Do you mean two selects?

Hi Hal,

Sure. There is no difference in any of the industry-standard test suites I have. In LNT, I see two small regressions and 9 small improvements (on AArch64):

Regressions:

  • telecomm-gsm: 4.0%
  • Nodesplitting-dbl: 1.04%

Improvements:

  • aha: -7.8%
  • lambda: -6.16%
  • covariance (from polybench): -3.65%
  • gemver: -2.65%
  • +5 more sub-2% improvements.

Cheers,

James

lib/Transforms/Utils/SimplifyCFG.cpp
57

No; the heuristic has to be enough that it will hoist *one* select, to then remove the branch and in the end cause two selects.

When I run this change on my POWER7 box, I see no improvements and one major regression:

MultiSource/Benchmarks/Olden/power/power
23.3258% +/- 9.53904%

I'll attempt to figure out what is going on here.

Generally speaking, I'd like to discuss a bit more, from a modeling perspective, what makes this a good idea? And, should we be using the same threshold for both FoldTwoEntryPHINode and SpeculativelyExecuteBB? We have costs for the instructions, do we need a cost for the branch? Do we need to consider whether or not we're speculating multiple instructions that are dependent on each other vs. independent?

lib/Transforms/Utils/SimplifyCFG.cpp
57

Okay, please explain that in the comment (there is no need to be terse).

Hi Hal,

I can make the comment change, no problem.

With regards modelling, I think this is going to be a very difficult problem if we want to model more accurately. The penalty for speculating instructions is a function of the number and type of instructions speculated, the in-orderness of the CPU, the predictability of the branch condition, and probably a bunch of other factors too.

I feel that, given how much better the optimizer can reason about things when they're in a single basic block, that for small sequences like this the speculated version should be the canonical form. Then CodeGenPrepare or something similarly nearer the backend can make a target-specific decision whether to expand it or not. So really, the heuristic here is mainly a cutoff to stop horribly expensive stuff from being speculated, but the backend should have the final say.

That is, the indirect benefits outweigh the direct benefits, so more accurately modelling the direct cost in SimplifyCFG we may end up making the wrong decision.

James

To provide one more data point: On an Intel Sandy Bridge box, I see no regressions and one speedup:

SingleSource/Benchmarks/CoyoteBench/huffbench
-11.4659% +/- 3.75373%

hfinkel accepted this revision.Feb 12 2015, 4:29 PM
hfinkel edited edge metadata.

Hi Hal,

I can make the comment change, no problem.

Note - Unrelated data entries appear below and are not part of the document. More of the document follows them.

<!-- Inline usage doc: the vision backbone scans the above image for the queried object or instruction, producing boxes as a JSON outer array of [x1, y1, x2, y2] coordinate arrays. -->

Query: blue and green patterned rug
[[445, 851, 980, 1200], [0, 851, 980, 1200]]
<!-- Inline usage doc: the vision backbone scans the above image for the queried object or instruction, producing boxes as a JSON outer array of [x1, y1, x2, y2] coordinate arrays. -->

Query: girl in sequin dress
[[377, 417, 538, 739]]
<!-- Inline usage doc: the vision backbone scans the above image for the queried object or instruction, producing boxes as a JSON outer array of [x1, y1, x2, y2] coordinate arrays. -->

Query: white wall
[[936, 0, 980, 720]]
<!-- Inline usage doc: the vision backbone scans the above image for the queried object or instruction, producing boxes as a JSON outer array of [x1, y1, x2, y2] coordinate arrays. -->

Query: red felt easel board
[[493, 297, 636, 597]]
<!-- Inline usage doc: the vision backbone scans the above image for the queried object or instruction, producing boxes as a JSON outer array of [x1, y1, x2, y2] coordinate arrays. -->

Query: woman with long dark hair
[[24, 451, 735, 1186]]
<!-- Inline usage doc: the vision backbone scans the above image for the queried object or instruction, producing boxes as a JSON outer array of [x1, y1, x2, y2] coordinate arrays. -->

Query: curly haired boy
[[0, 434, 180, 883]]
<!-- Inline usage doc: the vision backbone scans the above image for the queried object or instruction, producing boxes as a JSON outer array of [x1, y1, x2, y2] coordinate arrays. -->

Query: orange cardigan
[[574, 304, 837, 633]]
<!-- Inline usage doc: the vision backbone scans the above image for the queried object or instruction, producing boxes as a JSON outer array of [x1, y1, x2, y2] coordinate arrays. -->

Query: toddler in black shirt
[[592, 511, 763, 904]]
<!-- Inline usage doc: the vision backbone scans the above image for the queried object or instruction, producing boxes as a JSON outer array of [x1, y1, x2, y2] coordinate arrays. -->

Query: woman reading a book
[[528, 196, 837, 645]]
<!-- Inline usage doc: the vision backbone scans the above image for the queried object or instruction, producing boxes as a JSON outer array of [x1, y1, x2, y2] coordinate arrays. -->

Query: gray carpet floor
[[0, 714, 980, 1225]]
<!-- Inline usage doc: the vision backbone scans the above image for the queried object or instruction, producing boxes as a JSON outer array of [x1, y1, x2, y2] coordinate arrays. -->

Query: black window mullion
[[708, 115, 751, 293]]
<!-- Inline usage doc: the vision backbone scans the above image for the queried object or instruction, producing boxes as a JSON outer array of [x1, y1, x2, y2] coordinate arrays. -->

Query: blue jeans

With regards modelling, I think this is going to be a very difficult problem if we want to model more accurately. The penalty for speculating instructions is a function of the number and type of instructions speculated, the in-orderness of the CPU, the predictability of the branch condition, and probably a bunch of other factors too.

I feel that, given how much better the optimizer can reason about things when they're in a single basic block, that for small sequences like this the speculated version should be the canonical form. Then CodeGenPrepare or something similarly nearer the backend can make a target-specific decision whether to expand it or not. So really, the heuristic here is mainly a cutoff to stop horribly expensive stuff from being speculated, but the backend should have the final say.

That is, the indirect benefits outweigh the direct benefits, so more accurately modelling the direct cost in SimplifyCFG we may end up making the wrong decision.

Fair enough, but sometimes we need to take the "do no harm" approach. Nevertheless, it turns out my P7 performance regression was a combination of a faulty script and a compiler crash, so we can ignore that (it is a good thing that I investigated it, however, because it turns out it was a serious regression). I think that we may need to return to the modeling question here, but I think we can move forward with this for now (all of my testing is neutral, both on PPC and on X86, with a speedup on x86). LGTM.

James

This revision is now accepted and ready to land.Feb 12 2015, 4:29 PM

Thanks Hal,

Landed in r229099.

James

jmolloy closed this revision.Feb 13 2015, 2:51 AM